In recent years, volatile energy prices and exploration for hydrocarbons on new frontiers have started to focus attention on the transformative role of information technology in the search for new oil. Big data, 3D and 4D seismic and new mapping analytics have made it easier to pinpoint oil deep in the ground, even “seeing through” geological structures that were previously impenetrable. Sophisticated multiphase flow assurance simulation has significantly cut the cost of new facilities design by allowing better value engineering to actual conditions. Cloud-based services enable seamless sharing of production data in real-time to support collaboration among joint venture partners and their key technology suppliers to get the best minds solving problems without barriers of time or space. When oil was trading above $100 per barrel, investment in powerful computing technology was justified by the continued quest for more valuable barrels. Now, with oil prices hovering at around $65-$70 per barrel advanced technology is a tool for reducing capital and operating costs, and increasing responsiveness and flexibility.
Until recently, these big IT initiatives were oriented primarily to upstream applications where the costs and profits were large enough to justify investments in new technology. However, as computer and control technology advances, information innovations are starting to move into the downstream space.
Let’s look at the Industrial Internet of Things (IIoT) for example. Cloud-based technologies can facilitate the development of IIoT in the downstream market. New instrumentation comes ready-built with communications protocols that enable sensors and controllers to carry on a real-time dialogue amongst themselves through edge-of-network processors managing plant-level control functions, while propagating data up to a central cloud-based hub to drive and exploit coordinated higher-level analytics. In the refining / petrochemical space, more sensors monitoring temperature, pressure, vibration and flow means a closer handle on optimizing operating conditions. Integration with on-line analyzers monitoring density, chemical composition and other physical properties will spot plants moving off-spec, catalyst performance deterioration and conditions like line plugging, compressor vibration or heat exchanger fouling.
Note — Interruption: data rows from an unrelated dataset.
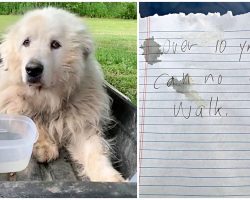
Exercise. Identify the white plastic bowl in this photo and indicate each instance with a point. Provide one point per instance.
(17, 136)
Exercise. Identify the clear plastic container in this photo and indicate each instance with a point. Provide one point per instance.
(17, 136)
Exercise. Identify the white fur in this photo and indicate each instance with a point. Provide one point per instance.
(70, 107)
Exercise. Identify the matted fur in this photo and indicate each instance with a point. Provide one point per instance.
(70, 106)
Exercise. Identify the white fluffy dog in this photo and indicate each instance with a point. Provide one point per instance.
(50, 74)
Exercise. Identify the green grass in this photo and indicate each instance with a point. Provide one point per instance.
(115, 41)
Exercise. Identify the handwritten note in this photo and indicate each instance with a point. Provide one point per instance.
(194, 78)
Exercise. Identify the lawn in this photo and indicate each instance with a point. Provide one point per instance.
(115, 41)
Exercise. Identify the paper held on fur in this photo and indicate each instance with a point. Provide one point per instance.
(194, 78)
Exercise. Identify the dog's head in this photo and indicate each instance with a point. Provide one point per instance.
(46, 48)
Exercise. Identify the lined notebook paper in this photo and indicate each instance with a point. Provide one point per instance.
(194, 78)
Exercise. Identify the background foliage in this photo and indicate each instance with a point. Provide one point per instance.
(122, 10)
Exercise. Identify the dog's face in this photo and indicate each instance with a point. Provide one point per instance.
(42, 47)
(47, 48)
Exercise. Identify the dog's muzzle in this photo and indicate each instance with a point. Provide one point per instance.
(34, 70)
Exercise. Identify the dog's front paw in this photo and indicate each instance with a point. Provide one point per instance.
(109, 175)
(45, 151)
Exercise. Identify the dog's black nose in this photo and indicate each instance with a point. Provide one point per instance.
(34, 69)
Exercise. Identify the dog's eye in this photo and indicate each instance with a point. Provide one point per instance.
(26, 42)
(55, 44)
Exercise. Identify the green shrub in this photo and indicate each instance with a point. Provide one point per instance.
(123, 10)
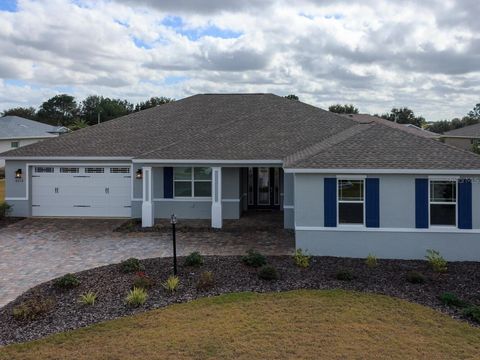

All of these things are possible today in isolation, but data points are costly, monitoring is not end-to-end and is usually reactive in response to suspected operating problems. Engineering manpower is expensive, scarce and can be inconsistent. Humans do not focus well on routine, repetitive tasks, and don’t have the capacity to handle the breadth of optimizing tasks required.
But IIoT will change that. Instrumentation will become cheaper and more ubiquitous; there will be a separation of mission critical (expensive, reliable) instruments from non-mission critical (cheap, disposable) devices; centralized analytics will lead to reliability and margin benefits that will justify the costs of this additional data gathering. Cloud-based solutions will facilitate continuous proactive monitoring of process operations by ‘intelligent’ systems that make more efficient and directed use of operations and maintenance manpower.
By joining up all the pieces of refinery operations – data gathering, aggregating and optimizing – and adding in emergent machine analytics, your plant operations will become more automated, more reliable and more profitable. The role of the plant operator will not disappear, but his position will be upskilled so that he is focused on higher value tasks while the technology looks after the optimal operation of the process units. Big data, IIoT and advanced monitoring technology are already being developed and deployed in the downstream space. Their benefits are only just beginning to be articulated, but it is clear that the direction of travel is toward advanced technology. As these new systems evolve to incorporate the inputs of data scientists, commercial, technical service, operations and maintenance expertise, we expect the combination of more data and intelligent analytics to emerge as a key performance differentiator for top quartile refiners.